This is part 3 of my series of posts on the statistics of financial markets. Part 1 is here.

In previous posts, I have found that working in log prices makes sense and that the double exponential distribution is a good fit to price change data. In this post, I will look at correlations over time in price changes.

Let’s ask a simple question: Does yesterday’s price change predict today’s price change? To analyze this, I created a scatter plot of each price change along the x-axis and the very next price change on the y-axis. I did this for the bitcoin price, and also for some NASDAQ stocks (here, I show Microsoft).

Looking at the red scatter plot for the bitcoin case, its clear that today’s changes are not very predicting of tomorrow’s changes. It almost looks like it is uncorrelated. However the correlation coefficient (r value) is actually 0.06, meaning that future price changes are slightly dependent on previous changes (this is for 30 minute intervals). I found that longer time intervals between data samples for bitcoin gave larger r values, with the 1 hour interval giving a coefficient of 0.1. The daily stock movements however, had much larger r values, with Microsoft haven a coefficient of 0.31.

To visualize the dependencies, I plotted as the green lines the mean value of histograms of the y-axis data points. This shows that at the center there is an upward slope in the mean, showing that if the price is going up then it is likely to keep going up and vice versa. (The zig zag green lines outside the center are an artifact of the limited number of samples in those regions.)

Since we have established that there is momentum in the market, this suggests a naive trading algorithm: We monitor the stock once per day, and if it went up in the last 24 hour period, then if we were not in the market, we buy in, but if it went down in the period then we sell out if we were already in the market.

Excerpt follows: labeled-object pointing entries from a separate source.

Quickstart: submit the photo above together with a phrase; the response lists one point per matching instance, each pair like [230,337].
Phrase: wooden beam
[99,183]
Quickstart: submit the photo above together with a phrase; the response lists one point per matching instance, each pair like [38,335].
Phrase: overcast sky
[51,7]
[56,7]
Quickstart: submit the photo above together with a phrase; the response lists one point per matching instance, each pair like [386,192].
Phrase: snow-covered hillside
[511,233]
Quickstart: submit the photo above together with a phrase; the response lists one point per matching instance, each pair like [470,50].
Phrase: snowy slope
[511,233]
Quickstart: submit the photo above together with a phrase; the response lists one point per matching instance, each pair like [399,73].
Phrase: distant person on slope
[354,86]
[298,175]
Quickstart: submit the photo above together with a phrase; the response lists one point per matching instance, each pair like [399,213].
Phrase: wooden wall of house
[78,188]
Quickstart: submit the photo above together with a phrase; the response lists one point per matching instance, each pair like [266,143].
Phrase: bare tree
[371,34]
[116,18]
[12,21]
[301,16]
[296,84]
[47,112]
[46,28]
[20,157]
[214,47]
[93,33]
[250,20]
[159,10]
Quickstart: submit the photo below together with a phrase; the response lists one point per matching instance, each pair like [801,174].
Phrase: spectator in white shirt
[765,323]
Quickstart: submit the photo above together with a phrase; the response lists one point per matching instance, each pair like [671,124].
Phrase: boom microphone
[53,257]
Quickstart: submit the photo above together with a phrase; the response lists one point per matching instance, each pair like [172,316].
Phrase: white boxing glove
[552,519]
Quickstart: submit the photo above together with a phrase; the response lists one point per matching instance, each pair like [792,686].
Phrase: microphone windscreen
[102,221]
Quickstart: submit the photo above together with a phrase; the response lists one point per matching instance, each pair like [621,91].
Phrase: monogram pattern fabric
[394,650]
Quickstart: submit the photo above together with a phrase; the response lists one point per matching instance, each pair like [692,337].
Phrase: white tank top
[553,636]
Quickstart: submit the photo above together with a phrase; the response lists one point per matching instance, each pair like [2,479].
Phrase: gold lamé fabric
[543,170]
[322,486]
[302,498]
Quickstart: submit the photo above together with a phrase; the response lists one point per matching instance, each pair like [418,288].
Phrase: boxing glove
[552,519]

This means we get the gain from multiple consecutive rises, but don’t take the hit from multiple consecutive falls.

But does this work? The quick answer is that it would if it were not for trade commissions and bid ask spreads. In fact, its probably the case that commissions and spreads are the reason that these correlations remain in the data, and if trading were free, these statistics would go away as everyone tried to use this algorithm.

This is a work in progress; I’ll be updating it.